RTM saw
Elvis Costello for the first time last year. Same venue, same set up. A big
wheel on stage members of the audience spinning said sphere and Elvis and band
playing whatever it lands on, while spinner watches the song from the on stage
bar. It is all very relaxed.
In our
review of the 2012 show, we wrote that we didn’t expect to see “a lady dancing
in a cage wearing a short purple dress and knee length boots” during the course
of a singer/songwriter evening. The lady, the boots and cage are back this time
too, but this year what shocked us was Costello himself. Towards the end of this
mammoth two and a half hour show, he plays “I Want You” and during in the song,
he rips out an absolutely stunning guitar solo. If nothing else, it proves that
his gigs always have the power to surprise.
The rest of
it was pretty damn good too. He and his band The Imposters began with “I Can’t
Stand Up For Falling Down” and also played the always welcome “Radio Radio”
before the first audience member, given the chance to “come from the stalls to
the stars” as host for the evening Napoleon Dynamite puts it spins “Oliver’s
Army” which is played with a slightly altered arrangement. That “Dynamite”
actually is Costello with a different hat on tells you all you need to know
about the evening.
Hostess “The
Mysterious Josephine” plucks some more people out of the crowd and “Pump It Up”

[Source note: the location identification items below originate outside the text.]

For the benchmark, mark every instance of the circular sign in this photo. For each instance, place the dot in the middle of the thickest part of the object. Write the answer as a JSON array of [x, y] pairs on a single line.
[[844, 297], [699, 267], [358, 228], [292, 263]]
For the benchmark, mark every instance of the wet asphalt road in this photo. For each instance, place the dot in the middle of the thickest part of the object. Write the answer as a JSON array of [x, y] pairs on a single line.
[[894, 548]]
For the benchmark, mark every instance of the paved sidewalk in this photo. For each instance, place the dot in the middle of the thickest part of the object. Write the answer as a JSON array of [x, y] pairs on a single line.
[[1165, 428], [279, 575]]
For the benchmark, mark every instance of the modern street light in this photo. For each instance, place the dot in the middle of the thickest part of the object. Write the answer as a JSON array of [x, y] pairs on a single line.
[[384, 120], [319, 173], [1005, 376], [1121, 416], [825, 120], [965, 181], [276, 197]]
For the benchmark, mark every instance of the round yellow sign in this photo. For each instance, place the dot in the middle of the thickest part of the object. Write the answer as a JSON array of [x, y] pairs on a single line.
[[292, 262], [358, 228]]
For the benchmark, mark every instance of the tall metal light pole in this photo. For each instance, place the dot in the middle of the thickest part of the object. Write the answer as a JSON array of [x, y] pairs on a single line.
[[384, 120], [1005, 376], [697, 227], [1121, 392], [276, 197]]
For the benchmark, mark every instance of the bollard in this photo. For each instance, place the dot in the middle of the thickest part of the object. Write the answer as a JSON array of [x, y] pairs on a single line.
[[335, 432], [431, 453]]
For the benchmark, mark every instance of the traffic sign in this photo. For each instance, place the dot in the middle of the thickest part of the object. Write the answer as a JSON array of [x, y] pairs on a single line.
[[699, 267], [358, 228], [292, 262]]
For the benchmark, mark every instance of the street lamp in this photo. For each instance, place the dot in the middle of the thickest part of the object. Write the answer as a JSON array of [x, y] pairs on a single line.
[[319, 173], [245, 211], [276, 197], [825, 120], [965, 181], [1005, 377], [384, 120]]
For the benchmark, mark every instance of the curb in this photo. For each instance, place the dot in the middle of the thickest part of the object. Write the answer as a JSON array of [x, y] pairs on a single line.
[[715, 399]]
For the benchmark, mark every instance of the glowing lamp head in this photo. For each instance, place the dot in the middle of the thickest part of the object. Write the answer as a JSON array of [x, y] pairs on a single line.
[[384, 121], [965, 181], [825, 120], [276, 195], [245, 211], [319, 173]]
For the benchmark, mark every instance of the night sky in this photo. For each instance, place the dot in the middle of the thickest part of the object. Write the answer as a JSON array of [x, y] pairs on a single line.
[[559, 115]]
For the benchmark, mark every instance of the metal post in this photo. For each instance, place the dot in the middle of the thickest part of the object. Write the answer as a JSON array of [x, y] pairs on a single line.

is a winner, someone else wants to hear “Good Year For The Roses” doesn’t spin
it, but it is played anyway.
Around half
the songs are audience picks, which says much for the abilities of Imposters to
play such a repertoire, while others are chosen by Costello himself (“If you
can’t cheat in Birmingham, then where can you cheat?” he says with a grin)
The main
set closes with “Tramp The Dirt Down” a song which you suspect has just a touch
more resonance this year, but the band are far from finished. During “Watching
The Detectives” Costello goes for a stroll around the crowd, picks three more
people out for another spin, plays “(I Don’t Want to Go) To Chelsea and a
fantastic and plaintive “Shipbuilding” but still isn’t done. A second encore
which includes “Out Of Time” and “(What’s So Funny About) Peace, Love And
Understanding” is what actually ends things.
Only an artist
with a fine and extensive back catalogue could pull a show like this off. And
only one with supreme confidence in their songs would try it. Far more than
just a conventional gig, this is a extravaganza which takes elements of comedy
(Costello is genuinely funny on occasion), variety, fairground and old style
entertainment, and you cannot say fairer than that. It would be nothing without
the songs, however, but as everyone
knows Costello has good ones in spades.
Quite superb
– and unlike the last time we saw this show, we knew that it would be.